Among other things, they are disadvantaged because jobs do not require advanced vocabulary and because their limited vocabulary limits their careers opportunities. While no man is shamed for honest work and I applaud those of them engaged in gainful employment — as opposed to those of them who are unemployed and supported by their girlfriends with whom they have had children — as your father, I want better for you because I know you are capable of so much more. Shosh, my staff once chided me about the challenges of raising a smart child because, as a toddler, you were given to articulating with specificity and clarity the three reasons why you prefer one type of dinosaur to another, the five reasons why you like the Backyardigans, etc. Jaialai, despite being deprived of the hours of being read to as a child as Shosh was (since I was busy with my lone battle against the Enron of Healthcare while your mother return work after years of being a homemaker of her own volition), as a toddler, you gave us such gems as “We’re all Africans!” (which correctly states that the earliest humans from which we evolved migrated out of Africa) and “It’s not a fish!” when I asked you to identify an aardvark.

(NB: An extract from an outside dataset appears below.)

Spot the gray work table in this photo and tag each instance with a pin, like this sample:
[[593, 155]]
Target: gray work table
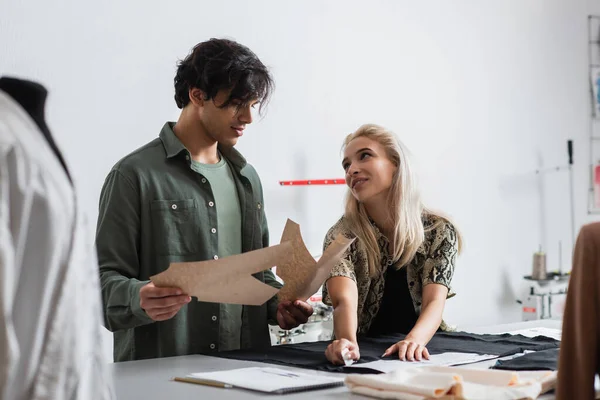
[[152, 379]]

So, to maximize your potentials, strive first on improving your vocabulary daily. Read voraciously. Note words you don’t know and look up their definitions. Keep track of new vocabulary words and try to use them in your daily life.
In addition, to the extent possible, deconstruct new words you come across to their constituent parts — prefix, root, and suffix. Knowledge of Latin and Greek prefixes, roots, and suffices will help expand your ability to decode new words tremendously. Make the effort to learn and use them.
As you endeavor to increase your toolbox of vocabulary words, remember words are tools. Use them wisely and judiciously … for yourself as well as for others. Sharp words can wound more deeply and leave longer lasting damage than sharp knives. Kind and supportive words can not only help someone weather a difficult moment, but can also change a person’s — especially a child — trajectory in life. Thus, be mindful of what you say to yourself and others. Be kind. Be patient. Be understanding. Be forgiving. But be firm when necessary. Be strong as needed to defend yourself and others.
Use your voice — here, the term conveys not just your words but also your deeds — to help improve the lives of others and the community. I know you can. Shosh and Jaialai, I have seen you both used your voices to defend others even as children.
Stay the course. Don’t deviate simply because of my absence or because those who role model for you in my absence value personal comfort, convenience, and political expediency more. Live right and use your words as a resource towards that goal.